Asked whether it is possible the gap between the union and owners could close if both sides yield ground, Sedin remained pragmatic.

“That’s going to be talked [about] this coming week. We’ve got a meeting on Wednesday in New York. We’ll see what comes out from that meeting. Like I said, where we’re at right now, we’re not even close.”

A smaller group of Canucks has practised this month at UBC. The gathering Monday was the largest so far, and the first appearance by the Sedin brothers and Schneider. While several players spoke with reporters, others did not, including Henrik Sedin, who said he would make comments on Tuesday.

The Canucks have decided to send along just a handful to the large union meeting of 200-plus NHLers in New York on Wednesday. Among them will be Schneider and Manny Malhotra, the two Canucks on the union’s 31-man bargaining committee.

Most other Canucks will participate on Wednesday in an annual charity golf tournament that raises money for the team’s Canucks for Kids Fund. Other players, such as those with the Calgary Flames, are boycotting similar fund-raising events this week, in part to attend the meeting in New York.

In Vancouver, the team – many veteran players, the management of president Mike Gillis, and others, and the ownership of Francesco Aquilini – is unusually close, despite Gary Bettman and NHL owners asking the workers for a major salary reduction.

Former starting goaltender Roberto Luongo is expected to be among the golfers, though it is unclear whether he will skate with his teammates this week. He is expected to arrive in Vancouver on Tuesday.

Schneider, the goaltender who was handed the Canucks’ starting job in Game 3 of the first-round series against the Kings last April, said he and Luongo remain friends and spoke through the summer. The 26-year-old signed a $12-million (U.S.), three-year deal in late June. He said the roster situation – with Luongo on the trading block – hasn’t caused undue stress and noted the team wasn’t going to rush a trade.

“No stress,” Schneider said. “I’m not stressed. It’s not something that they’re just going to do on a whim, or that they’re going to solve easily.”

Asked whether he is the Canucks official starting goaltender, Schneider said: “I’m going to play like I am.”
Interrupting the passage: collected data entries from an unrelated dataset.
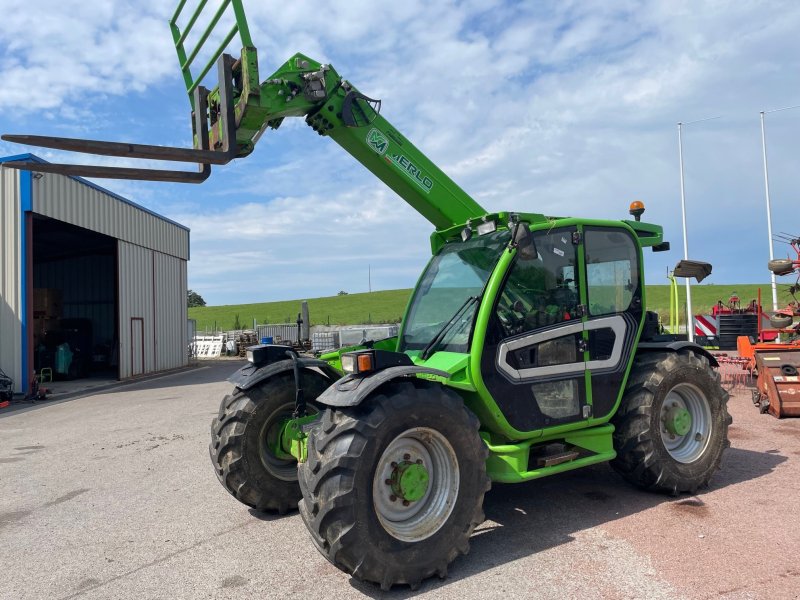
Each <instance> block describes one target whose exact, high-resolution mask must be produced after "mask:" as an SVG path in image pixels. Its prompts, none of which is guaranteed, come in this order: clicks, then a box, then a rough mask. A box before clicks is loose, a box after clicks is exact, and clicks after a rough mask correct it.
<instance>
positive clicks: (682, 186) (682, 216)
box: [678, 117, 719, 342]
mask: <svg viewBox="0 0 800 600" xmlns="http://www.w3.org/2000/svg"><path fill="white" fill-rule="evenodd" d="M714 119H719V117H709V118H707V119H698V120H697V121H689V122H688V123H683V122H680V121H679V122H678V162H679V163H680V171H681V218H682V220H683V258H684V259H685V260H689V241H688V238H687V237H686V190H685V189H684V184H683V136H682V133H683V126H684V125H692V124H693V123H702V122H703V121H713V120H714ZM686 313H687V315H686V333H687V335H688V337H689V341H690V342H693V341H694V314H693V312H692V284H691V282H690V281H689V278H688V277H687V278H686Z"/></svg>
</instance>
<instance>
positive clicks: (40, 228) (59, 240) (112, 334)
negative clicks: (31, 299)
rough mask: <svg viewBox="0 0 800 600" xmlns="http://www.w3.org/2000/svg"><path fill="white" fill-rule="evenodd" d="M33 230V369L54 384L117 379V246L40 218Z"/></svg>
mask: <svg viewBox="0 0 800 600" xmlns="http://www.w3.org/2000/svg"><path fill="white" fill-rule="evenodd" d="M32 229H33V231H32V234H33V235H32V238H33V244H32V252H33V261H32V267H33V298H32V318H33V320H32V324H33V326H32V327H31V328H30V329H29V344H30V345H29V347H30V348H32V349H33V364H34V368H35V369H36V371H37V372H39V373H42V372H43V371H44V373H46V374H48V375H49V374H50V373H52V378H53V380H76V379H83V378H90V377H93V378H108V379H117V378H118V377H119V371H118V356H117V355H118V350H117V348H118V343H117V341H118V339H119V332H118V331H117V307H118V300H117V241H116V240H115V239H114V238H112V237H109V236H107V235H103V234H100V233H96V232H93V231H89V230H88V229H84V228H81V227H76V226H75V225H70V224H68V223H64V222H62V221H58V220H55V219H51V218H48V217H43V216H41V215H36V214H34V215H33V226H32ZM48 369H49V372H48Z"/></svg>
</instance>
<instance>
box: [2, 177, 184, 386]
mask: <svg viewBox="0 0 800 600" xmlns="http://www.w3.org/2000/svg"><path fill="white" fill-rule="evenodd" d="M21 176H26V177H29V175H28V174H27V172H23V173H22V175H21V174H20V172H19V171H16V170H10V169H2V168H0V194H1V195H0V200H2V202H0V252H1V253H2V254H0V367H2V368H3V370H4V371H6V373H8V375H9V376H10V377H12V378H13V379H14V381H15V382H16V383H17V386H16V388H17V390H18V391H19V390H20V389H21V388H22V386H21V385H20V383H21V381H22V379H23V377H22V370H23V369H24V368H25V366H24V363H25V357H24V356H23V355H24V353H23V349H24V348H25V347H26V344H25V340H23V338H22V335H23V332H22V323H23V321H24V318H23V317H24V310H25V309H26V307H25V306H24V303H25V294H24V290H23V289H22V284H23V280H24V269H23V263H24V260H23V259H24V252H23V248H22V244H23V241H24V230H23V227H24V218H25V213H24V212H23V211H28V210H30V211H32V212H34V213H38V214H41V215H44V216H48V217H51V218H53V219H57V220H59V221H63V222H66V223H70V224H72V225H76V226H78V227H83V228H85V229H89V230H92V231H96V232H99V233H103V234H106V235H108V236H111V237H114V238H116V239H117V240H119V241H118V264H117V265H116V267H117V268H116V271H117V279H116V281H117V282H118V287H117V290H116V292H117V298H118V301H119V307H118V321H117V327H118V331H119V350H120V355H119V365H120V372H119V376H120V378H121V379H124V378H127V377H131V376H135V375H139V374H142V373H149V372H155V371H161V370H166V369H172V368H176V367H180V366H183V365H186V364H187V363H188V356H187V343H188V339H187V309H186V291H187V290H186V287H187V284H186V275H187V266H186V261H187V260H188V258H189V231H188V229H186V228H184V227H181V226H179V225H177V224H174V223H171V222H169V221H167V220H164V219H163V218H161V217H159V216H158V215H156V214H154V213H150V212H148V211H147V210H146V209H143V208H141V207H137V206H136V205H134V204H133V203H130V202H128V201H126V200H124V199H123V198H120V197H118V196H115V195H114V194H111V193H109V192H106V191H104V190H102V189H98V188H96V187H94V186H92V185H91V184H88V183H86V182H81V181H78V180H75V179H72V178H69V177H64V176H61V175H52V174H45V175H44V176H43V177H40V178H39V179H34V180H33V181H32V182H31V183H26V186H27V187H25V188H24V189H25V190H28V191H26V192H25V193H24V194H22V189H21V184H20V181H21V180H20V177H21ZM25 181H26V182H27V181H30V180H25ZM30 186H32V193H30V192H31V190H29V189H28V188H29V187H30ZM21 195H24V196H25V198H28V199H29V200H26V201H25V202H26V205H25V206H24V207H21V202H20V198H21ZM31 197H32V201H31V200H30V199H31ZM29 202H30V205H29V204H28V203H29ZM94 258H95V260H98V259H99V260H103V261H108V260H109V257H94ZM84 260H88V259H81V258H77V257H76V258H73V259H69V260H67V261H57V262H52V263H41V264H37V266H36V269H35V271H37V277H36V279H37V281H38V283H37V282H34V283H33V284H34V285H36V286H39V287H53V288H58V289H61V290H62V292H63V293H64V316H65V317H76V318H90V319H92V321H93V322H95V323H102V325H100V328H99V331H95V332H94V336H95V341H96V342H98V343H102V342H103V341H106V340H107V339H109V338H113V335H114V331H113V323H114V310H115V309H114V305H113V295H114V294H113V291H114V288H113V286H114V284H115V279H114V268H113V267H114V265H113V258H111V259H110V260H111V262H112V264H111V265H110V266H109V265H106V264H105V262H104V263H103V265H102V266H98V265H94V266H92V265H87V264H82V262H81V261H84ZM59 263H61V264H59ZM90 274H91V275H93V276H94V277H95V278H96V279H94V280H93V279H92V277H89V275H90ZM30 276H31V277H32V276H33V273H31V274H30ZM109 284H110V285H111V286H112V287H111V288H110V289H111V292H109V287H108V286H109ZM90 313H91V314H90Z"/></svg>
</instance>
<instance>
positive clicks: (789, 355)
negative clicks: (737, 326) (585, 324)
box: [737, 336, 800, 419]
mask: <svg viewBox="0 0 800 600" xmlns="http://www.w3.org/2000/svg"><path fill="white" fill-rule="evenodd" d="M737 347H738V350H739V356H741V357H743V358H747V359H748V367H749V368H750V370H751V371H752V372H756V373H758V377H757V379H756V389H754V390H753V404H755V405H756V406H758V408H759V410H761V412H762V413H765V412H769V413H770V414H771V415H772V416H773V417H777V418H778V419H781V418H783V417H800V343H798V342H791V343H788V344H778V343H753V342H751V341H750V339H749V338H747V337H744V336H742V337H740V338H739V339H738V340H737Z"/></svg>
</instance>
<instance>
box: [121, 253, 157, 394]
mask: <svg viewBox="0 0 800 600" xmlns="http://www.w3.org/2000/svg"><path fill="white" fill-rule="evenodd" d="M118 244H119V245H118V250H117V254H118V257H119V377H120V379H125V378H127V377H133V376H136V375H141V374H142V373H148V372H151V371H155V361H154V360H153V359H154V358H155V336H154V334H153V332H154V331H155V330H154V327H155V311H154V310H153V305H154V301H153V300H154V299H153V289H154V288H153V251H152V250H148V249H147V248H142V247H141V246H136V245H135V244H129V243H127V242H123V241H120V242H118Z"/></svg>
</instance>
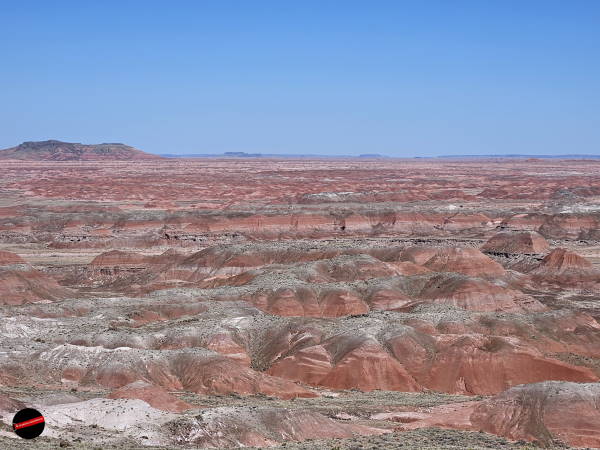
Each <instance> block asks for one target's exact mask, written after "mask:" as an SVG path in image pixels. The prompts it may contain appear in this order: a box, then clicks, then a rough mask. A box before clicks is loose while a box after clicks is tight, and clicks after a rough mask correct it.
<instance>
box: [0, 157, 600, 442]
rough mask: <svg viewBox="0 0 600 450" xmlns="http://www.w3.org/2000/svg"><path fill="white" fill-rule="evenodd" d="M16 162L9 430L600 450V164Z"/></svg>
mask: <svg viewBox="0 0 600 450" xmlns="http://www.w3.org/2000/svg"><path fill="white" fill-rule="evenodd" d="M0 166H1V170H0V448H7V449H8V448H21V447H22V448H55V447H67V448H102V449H104V448H198V447H200V448H203V447H217V448H232V447H281V448H284V447H285V448H311V449H312V448H314V449H318V448H332V449H333V448H339V449H350V448H352V449H359V448H361V449H375V448H379V449H383V448H490V449H492V448H493V449H496V448H507V449H509V448H510V449H512V448H535V447H537V446H540V447H559V448H565V447H600V160H583V159H580V160H575V159H572V160H568V159H525V158H481V159H450V158H437V159H435V158H434V159H418V158H417V159H368V158H367V159H358V158H355V159H326V158H324V159H306V158H298V159H294V158H286V159H266V158H194V159H192V158H189V159H183V158H172V159H160V158H148V159H139V160H133V161H116V160H96V161H94V160H89V161H88V160H83V161H82V160H66V161H36V160H14V159H5V160H2V161H0ZM25 406H31V407H35V408H36V409H38V410H39V411H40V412H41V413H42V414H43V415H44V417H45V419H46V429H45V430H44V433H43V434H42V435H41V436H40V437H38V438H36V439H35V440H34V441H30V442H26V441H23V440H20V439H19V438H18V437H17V436H16V435H15V434H14V433H13V431H12V428H11V423H12V417H13V415H14V413H15V412H16V411H17V410H19V409H21V408H23V407H25Z"/></svg>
On collective bargaining, Schneider, Daniel Sedin and other Canucks indicated there is strong solidarity among players, especially compared with the lost season of 2004-05. Schneider hinted the union will poke away at solidarity among the owners of the 30 NHL teams.

“Perhaps this week will be a telling week, if we can reach out to some of the owners who we haven’t heard from, or haven’t been able to get in contact with throughout this process, and see what their feelings and opinions are,” Schneider said.
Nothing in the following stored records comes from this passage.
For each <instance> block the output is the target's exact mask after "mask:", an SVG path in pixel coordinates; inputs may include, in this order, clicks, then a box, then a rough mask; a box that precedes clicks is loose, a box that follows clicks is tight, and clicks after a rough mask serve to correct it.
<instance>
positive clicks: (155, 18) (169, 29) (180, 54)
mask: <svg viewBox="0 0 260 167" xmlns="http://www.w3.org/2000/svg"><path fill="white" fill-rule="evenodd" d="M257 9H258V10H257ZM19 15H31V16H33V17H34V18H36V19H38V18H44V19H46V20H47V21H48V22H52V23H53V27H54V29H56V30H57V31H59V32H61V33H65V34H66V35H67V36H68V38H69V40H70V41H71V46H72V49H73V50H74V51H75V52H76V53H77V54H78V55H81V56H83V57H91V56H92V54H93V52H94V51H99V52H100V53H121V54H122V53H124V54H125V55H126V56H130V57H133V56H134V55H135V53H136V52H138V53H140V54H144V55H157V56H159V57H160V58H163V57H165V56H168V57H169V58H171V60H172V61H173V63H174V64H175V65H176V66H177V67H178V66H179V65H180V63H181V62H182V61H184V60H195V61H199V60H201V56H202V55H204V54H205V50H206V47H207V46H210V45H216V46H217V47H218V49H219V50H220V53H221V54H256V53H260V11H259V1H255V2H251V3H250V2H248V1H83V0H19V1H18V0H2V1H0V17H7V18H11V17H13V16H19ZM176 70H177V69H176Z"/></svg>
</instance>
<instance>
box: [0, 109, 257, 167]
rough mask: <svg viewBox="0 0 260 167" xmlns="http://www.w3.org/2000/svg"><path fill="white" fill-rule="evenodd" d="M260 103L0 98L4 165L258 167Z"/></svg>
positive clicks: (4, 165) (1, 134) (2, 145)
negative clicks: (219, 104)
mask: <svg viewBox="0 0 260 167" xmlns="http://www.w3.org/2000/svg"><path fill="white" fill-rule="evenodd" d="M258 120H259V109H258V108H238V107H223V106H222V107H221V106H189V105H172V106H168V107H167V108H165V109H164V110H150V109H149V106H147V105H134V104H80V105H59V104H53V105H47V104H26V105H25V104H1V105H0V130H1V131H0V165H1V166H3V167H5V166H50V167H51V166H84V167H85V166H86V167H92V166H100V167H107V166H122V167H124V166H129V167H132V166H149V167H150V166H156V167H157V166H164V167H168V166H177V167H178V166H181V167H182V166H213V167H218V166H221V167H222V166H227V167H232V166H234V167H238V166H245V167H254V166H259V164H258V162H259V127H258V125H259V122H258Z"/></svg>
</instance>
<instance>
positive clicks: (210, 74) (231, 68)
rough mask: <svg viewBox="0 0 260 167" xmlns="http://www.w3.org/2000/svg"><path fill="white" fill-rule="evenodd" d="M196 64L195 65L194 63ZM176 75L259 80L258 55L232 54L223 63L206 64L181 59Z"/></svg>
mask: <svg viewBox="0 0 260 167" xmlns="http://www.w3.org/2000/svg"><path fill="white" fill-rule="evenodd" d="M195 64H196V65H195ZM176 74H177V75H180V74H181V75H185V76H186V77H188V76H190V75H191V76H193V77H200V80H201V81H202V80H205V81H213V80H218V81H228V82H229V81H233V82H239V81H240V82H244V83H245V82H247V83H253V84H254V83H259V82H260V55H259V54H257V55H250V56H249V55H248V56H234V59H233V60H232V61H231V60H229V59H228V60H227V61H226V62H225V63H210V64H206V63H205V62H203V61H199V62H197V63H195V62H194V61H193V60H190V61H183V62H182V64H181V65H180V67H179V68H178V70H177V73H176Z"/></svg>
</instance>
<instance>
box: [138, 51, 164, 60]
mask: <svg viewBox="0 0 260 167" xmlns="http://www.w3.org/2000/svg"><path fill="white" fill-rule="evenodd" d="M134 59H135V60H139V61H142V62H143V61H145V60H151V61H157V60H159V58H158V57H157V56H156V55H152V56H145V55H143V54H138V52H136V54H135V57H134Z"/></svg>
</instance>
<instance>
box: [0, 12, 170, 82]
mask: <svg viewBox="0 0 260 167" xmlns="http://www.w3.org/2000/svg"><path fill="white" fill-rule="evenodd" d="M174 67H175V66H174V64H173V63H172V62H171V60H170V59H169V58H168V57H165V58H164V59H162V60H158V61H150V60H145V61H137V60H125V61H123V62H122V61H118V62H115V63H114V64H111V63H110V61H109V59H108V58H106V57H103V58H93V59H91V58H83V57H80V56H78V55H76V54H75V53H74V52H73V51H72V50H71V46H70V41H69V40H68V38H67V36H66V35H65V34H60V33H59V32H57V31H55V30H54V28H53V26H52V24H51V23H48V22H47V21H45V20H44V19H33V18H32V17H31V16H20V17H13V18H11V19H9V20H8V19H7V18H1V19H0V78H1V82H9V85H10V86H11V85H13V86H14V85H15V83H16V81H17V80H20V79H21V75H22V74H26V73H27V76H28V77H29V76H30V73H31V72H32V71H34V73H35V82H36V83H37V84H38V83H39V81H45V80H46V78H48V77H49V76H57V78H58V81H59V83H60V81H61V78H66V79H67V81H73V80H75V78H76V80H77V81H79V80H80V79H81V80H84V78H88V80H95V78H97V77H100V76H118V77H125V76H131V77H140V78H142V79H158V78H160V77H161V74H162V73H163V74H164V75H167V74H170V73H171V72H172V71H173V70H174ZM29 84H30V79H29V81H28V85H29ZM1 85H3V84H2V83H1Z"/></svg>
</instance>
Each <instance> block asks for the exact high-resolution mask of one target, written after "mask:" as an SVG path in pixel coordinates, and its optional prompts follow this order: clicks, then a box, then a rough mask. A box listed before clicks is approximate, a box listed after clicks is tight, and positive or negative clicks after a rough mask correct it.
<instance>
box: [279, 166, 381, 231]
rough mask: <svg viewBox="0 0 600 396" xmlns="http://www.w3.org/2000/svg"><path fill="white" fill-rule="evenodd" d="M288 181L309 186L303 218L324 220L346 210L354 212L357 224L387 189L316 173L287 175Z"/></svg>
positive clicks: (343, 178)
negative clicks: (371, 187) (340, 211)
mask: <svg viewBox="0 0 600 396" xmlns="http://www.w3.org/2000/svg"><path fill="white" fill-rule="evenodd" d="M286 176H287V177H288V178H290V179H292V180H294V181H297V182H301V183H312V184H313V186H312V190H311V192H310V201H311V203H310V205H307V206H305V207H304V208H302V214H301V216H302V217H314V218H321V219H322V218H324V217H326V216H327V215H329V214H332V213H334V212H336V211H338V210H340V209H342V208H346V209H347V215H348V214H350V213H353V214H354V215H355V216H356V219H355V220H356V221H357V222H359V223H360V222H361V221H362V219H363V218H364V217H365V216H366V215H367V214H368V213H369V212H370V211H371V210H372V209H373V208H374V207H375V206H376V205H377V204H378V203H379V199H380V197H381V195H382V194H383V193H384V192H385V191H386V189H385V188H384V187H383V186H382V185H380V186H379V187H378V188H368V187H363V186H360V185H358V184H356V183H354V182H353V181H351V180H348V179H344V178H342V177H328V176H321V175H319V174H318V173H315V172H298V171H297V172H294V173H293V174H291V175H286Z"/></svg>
NHL team owners are to meet on Thursday in New York.

While Schneider wasn’t exactly optimistic in general, he noted several times that a deal could occur quickly, even if the gap between the two sides is large.

“Things happen very quickly sometimes. And all it takes is one phone call, and that could be it. Again, I know there is, you know, a bit of a divide yet to be overcome, but I think both sides want to get something done, I don’t think anybody wants to miss hockey, the owners or players. We’ll see what happens this week.”

Malhotra described the Sept. 15 deadline for a deal as “completely made up” and said it is the owners who have to make a move, and that the question of whether hockey will be played in October rests with the owners.

“There’s nothing that says we have to shut things down,” Malhotra said. “As you can see by the turnout [on Monday at UBC], the guys are ready and eager to play right now.

“I think it’s entirely up to what the owners feel like doing in the next couple weeks. But as we have said in the past, we feel our proposal was incredibly meaningful, and took into consideration all the points that they wanted to deal with, so hopefully they’ll take that into consideration.”